Virtualizing MySQL , are you stupid ?

or timebound ? or don't you have any load on your DB at all ?

I personally don't see many reasons to virtualize your database, apart from the , we plan to start small and scale out, or the we need it now and we don't have the hardware yet , putting your database on a virtual platform where you have to share resources with other virtual machines doesn't really sound like a tempting proposition to me. Small, almost idle databases , maybe. But enterprise production level databases no thnx.

Sheeri Cabral also mentions the above reasons .. and there also .. Enterprise Production use isn't listed.

Databases typically require a good amount of memory , and steady disk access.
So if you are in a production environment with a fairly loaded database, would you want a 4Gb machine with full direct memory access, Or 3.5Gb of virtual memory that can be ballooned to 3 if underused. My pick is at the 4Gb real memory.

The original article at Sun argues the use of Virtual Harddisk to move around workloads between different servers or even Virtualization platforms. But it fails to describe the guaranteed performance penalty of not using raw disks but a filesystem on top of a loopback device. How many layers do you want before actually write to the disks.
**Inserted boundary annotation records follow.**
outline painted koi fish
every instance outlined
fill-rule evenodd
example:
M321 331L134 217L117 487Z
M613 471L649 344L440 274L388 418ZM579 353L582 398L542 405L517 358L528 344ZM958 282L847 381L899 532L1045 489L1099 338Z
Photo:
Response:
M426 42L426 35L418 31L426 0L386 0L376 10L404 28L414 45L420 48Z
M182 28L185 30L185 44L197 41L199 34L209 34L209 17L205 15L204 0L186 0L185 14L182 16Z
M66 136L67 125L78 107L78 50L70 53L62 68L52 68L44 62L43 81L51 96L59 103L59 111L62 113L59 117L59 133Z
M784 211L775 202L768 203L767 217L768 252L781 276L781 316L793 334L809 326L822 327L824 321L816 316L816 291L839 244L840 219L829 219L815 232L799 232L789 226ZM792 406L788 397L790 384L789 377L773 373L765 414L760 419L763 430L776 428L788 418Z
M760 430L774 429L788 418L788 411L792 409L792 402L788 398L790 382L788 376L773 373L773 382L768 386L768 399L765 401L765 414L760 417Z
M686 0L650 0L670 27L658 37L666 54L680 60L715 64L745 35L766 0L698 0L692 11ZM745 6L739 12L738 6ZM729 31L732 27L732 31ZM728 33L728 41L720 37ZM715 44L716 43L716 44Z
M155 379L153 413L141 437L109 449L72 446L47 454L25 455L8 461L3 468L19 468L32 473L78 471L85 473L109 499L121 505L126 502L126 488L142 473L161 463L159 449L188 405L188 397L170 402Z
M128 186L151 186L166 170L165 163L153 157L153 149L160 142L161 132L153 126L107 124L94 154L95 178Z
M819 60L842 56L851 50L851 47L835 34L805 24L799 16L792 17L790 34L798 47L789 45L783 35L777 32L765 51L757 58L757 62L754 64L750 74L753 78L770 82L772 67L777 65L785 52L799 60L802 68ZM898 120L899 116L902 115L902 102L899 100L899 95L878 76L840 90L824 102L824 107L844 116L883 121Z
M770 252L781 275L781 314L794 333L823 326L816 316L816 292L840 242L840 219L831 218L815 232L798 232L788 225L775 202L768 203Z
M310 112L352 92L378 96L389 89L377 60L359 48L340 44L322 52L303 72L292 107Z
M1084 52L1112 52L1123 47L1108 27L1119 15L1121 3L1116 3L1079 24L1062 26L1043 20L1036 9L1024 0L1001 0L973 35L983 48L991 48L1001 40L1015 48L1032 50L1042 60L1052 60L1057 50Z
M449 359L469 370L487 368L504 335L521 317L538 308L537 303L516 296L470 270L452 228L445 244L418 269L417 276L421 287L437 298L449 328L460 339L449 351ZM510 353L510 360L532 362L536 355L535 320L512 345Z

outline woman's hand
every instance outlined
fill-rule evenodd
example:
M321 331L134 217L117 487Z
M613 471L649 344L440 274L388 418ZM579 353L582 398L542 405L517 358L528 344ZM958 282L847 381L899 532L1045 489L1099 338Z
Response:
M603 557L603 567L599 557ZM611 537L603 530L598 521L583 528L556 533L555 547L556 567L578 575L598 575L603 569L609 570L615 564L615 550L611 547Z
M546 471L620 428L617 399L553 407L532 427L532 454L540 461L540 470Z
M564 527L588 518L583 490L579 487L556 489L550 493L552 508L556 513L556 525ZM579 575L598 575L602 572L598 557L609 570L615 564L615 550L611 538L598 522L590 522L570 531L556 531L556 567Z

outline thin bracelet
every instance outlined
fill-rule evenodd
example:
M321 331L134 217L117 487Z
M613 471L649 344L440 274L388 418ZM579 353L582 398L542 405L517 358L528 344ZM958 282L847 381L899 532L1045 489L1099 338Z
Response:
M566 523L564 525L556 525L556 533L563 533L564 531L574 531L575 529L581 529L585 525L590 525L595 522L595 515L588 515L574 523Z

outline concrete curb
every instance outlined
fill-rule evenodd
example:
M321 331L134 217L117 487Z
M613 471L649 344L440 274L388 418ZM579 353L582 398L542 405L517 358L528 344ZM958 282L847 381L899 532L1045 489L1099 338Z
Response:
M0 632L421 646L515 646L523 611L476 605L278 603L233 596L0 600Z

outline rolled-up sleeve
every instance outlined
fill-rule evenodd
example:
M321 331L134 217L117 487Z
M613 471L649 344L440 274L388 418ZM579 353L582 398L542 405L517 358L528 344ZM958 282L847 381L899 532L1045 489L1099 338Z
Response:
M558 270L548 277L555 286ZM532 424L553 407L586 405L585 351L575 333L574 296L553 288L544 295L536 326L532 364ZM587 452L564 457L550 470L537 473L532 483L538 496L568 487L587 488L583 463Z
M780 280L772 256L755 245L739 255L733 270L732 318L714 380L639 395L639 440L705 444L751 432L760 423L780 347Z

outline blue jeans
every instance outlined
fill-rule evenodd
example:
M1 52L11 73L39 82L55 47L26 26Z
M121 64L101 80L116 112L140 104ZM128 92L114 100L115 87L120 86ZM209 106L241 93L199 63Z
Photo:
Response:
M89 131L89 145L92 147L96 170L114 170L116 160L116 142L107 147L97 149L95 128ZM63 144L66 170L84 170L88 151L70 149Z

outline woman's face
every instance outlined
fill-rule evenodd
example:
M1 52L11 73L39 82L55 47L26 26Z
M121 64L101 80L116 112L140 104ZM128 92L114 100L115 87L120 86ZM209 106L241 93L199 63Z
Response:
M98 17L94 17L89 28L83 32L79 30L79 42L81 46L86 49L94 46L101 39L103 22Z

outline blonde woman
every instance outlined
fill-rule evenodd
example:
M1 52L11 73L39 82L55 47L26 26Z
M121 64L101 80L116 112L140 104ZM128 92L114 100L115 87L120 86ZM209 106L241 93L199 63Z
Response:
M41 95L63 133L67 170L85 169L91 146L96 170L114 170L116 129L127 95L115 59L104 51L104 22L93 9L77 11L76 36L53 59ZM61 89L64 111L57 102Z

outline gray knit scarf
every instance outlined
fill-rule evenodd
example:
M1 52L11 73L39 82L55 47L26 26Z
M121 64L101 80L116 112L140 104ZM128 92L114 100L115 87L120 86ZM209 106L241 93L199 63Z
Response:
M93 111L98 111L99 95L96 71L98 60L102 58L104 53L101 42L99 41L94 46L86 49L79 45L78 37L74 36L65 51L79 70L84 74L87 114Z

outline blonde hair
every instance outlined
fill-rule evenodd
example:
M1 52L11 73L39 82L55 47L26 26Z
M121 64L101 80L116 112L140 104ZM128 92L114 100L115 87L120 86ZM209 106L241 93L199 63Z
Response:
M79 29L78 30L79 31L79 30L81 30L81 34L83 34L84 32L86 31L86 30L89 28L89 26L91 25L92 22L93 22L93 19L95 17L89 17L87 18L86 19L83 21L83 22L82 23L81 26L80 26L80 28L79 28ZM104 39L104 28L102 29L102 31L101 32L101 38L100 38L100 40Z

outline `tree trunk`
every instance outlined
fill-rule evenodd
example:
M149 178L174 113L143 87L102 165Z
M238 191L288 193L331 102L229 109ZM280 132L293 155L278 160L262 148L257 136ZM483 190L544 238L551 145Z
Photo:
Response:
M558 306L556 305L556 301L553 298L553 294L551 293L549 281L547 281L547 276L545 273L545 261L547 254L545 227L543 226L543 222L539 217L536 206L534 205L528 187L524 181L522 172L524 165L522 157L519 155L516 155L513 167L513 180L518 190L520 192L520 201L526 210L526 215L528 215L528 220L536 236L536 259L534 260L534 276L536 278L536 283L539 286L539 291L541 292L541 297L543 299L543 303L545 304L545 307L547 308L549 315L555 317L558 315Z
Good practice in a virtual environment is to dedicate full disks or LVM parts to the virtual machine hence lowering the overhead, but most (default) setups do the opposite.

And don't get me started about the myth of using virtualization for high-availability :)

Now can somebody please remove all the clueless marketing people from , thnx. (they can be identified with by a source and posts that mainly talk about Sun products including only a slight hint to MySQL)

(PS. What's a Market Development Engineer's job description anyhow ? , that's just a different name for Marketing Assistant right ?)


Luke Crawford's picture

#1 Luke Crawford : Virtualization is a tool to ease consolidation.

virtualization is just a tool to make consolidation easier. Consolidation saves you money when the server with the best value per unit of CPU/RAM/power leaves you with a server that is larger than you need. Consolidation, though, tends to reduce redundancy. Be careful with it. However, virtualizing MySQL can make sense in some cases.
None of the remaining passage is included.